Fork me on GitHub
Announcement: We are hiring a PhD student to do research on functional high performance computing, including work on Futhark itself. See here for more details.

Incremental flattening for nested data parallelism on the GPU

Posted on February 18, 2019 by Troels Henriksen

This Monday I presented Futhark at PPoPP, a large academic conference on the principles and practice of parallel programming. As with the PLDI paper, this blog post is the main substance of the paper condensed into a more accessible form (but you can get the paper PDF if you want all the gory details).

Background on Flattening

Functional data-parallel programming guarantees the absence of race conditions - its semantics are entirely sequential - yet easily expresses large amounts of fine-grained parallelism, which can be exploited by a compiler.

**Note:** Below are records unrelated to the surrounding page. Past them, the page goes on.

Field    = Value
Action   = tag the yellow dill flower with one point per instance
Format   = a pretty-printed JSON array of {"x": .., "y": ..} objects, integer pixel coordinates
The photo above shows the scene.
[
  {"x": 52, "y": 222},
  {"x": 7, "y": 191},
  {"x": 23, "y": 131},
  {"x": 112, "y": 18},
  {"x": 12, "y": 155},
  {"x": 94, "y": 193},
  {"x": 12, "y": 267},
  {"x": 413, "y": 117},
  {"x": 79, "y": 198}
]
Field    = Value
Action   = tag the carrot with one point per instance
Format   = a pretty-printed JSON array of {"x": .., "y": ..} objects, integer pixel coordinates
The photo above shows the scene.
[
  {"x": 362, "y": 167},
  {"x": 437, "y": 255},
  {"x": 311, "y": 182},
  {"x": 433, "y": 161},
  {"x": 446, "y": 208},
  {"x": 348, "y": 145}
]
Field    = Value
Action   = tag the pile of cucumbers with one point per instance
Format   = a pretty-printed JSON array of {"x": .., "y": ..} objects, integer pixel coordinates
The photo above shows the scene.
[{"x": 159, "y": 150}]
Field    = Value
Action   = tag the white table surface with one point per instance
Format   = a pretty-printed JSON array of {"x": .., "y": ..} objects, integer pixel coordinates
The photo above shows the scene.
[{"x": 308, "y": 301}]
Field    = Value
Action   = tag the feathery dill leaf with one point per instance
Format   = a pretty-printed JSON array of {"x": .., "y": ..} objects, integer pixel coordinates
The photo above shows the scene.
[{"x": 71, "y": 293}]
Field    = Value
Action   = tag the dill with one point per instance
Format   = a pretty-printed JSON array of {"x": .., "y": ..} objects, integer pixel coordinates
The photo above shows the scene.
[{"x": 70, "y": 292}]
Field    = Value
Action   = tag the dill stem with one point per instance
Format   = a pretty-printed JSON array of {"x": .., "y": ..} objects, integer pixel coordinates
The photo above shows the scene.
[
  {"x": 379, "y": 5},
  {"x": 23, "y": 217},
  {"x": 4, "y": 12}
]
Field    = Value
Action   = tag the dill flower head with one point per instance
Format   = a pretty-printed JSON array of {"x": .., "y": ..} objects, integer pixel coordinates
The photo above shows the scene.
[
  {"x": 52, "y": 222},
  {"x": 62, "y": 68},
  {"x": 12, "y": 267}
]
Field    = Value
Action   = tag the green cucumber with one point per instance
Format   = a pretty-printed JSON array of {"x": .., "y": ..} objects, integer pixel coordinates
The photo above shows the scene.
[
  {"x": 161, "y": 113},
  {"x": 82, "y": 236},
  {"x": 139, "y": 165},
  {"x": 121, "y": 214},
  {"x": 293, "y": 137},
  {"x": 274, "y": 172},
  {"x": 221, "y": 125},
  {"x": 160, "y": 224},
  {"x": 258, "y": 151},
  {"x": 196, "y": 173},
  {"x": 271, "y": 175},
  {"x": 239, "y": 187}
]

These properties have made data parallel programming a popular topic for researchers trying to address the challenges in programming parallel computers. In particular, data parallel functional programming has proven successful at exploiting massively parallel, but restricted, devices such as GPUs (see e.g. Accelerating Haskell array codes with multicore GPUs).

Flat data parallelism is relatively simple to map to efficient code. Consider what is perhaps the simplest data parallel operation: map. An expression map f xs applies the function f to every element of the array xs, producing a new array. This can be straightforwardly translated to parallel code by simply launching one thread per element in xs. On machines with heavyweight threads, where the cost of thread creation outweighs the cost of a single application of f, it is not hard to divide xs into multiple chunks, each of which is then assigned to a thread that performs multiple applications of f.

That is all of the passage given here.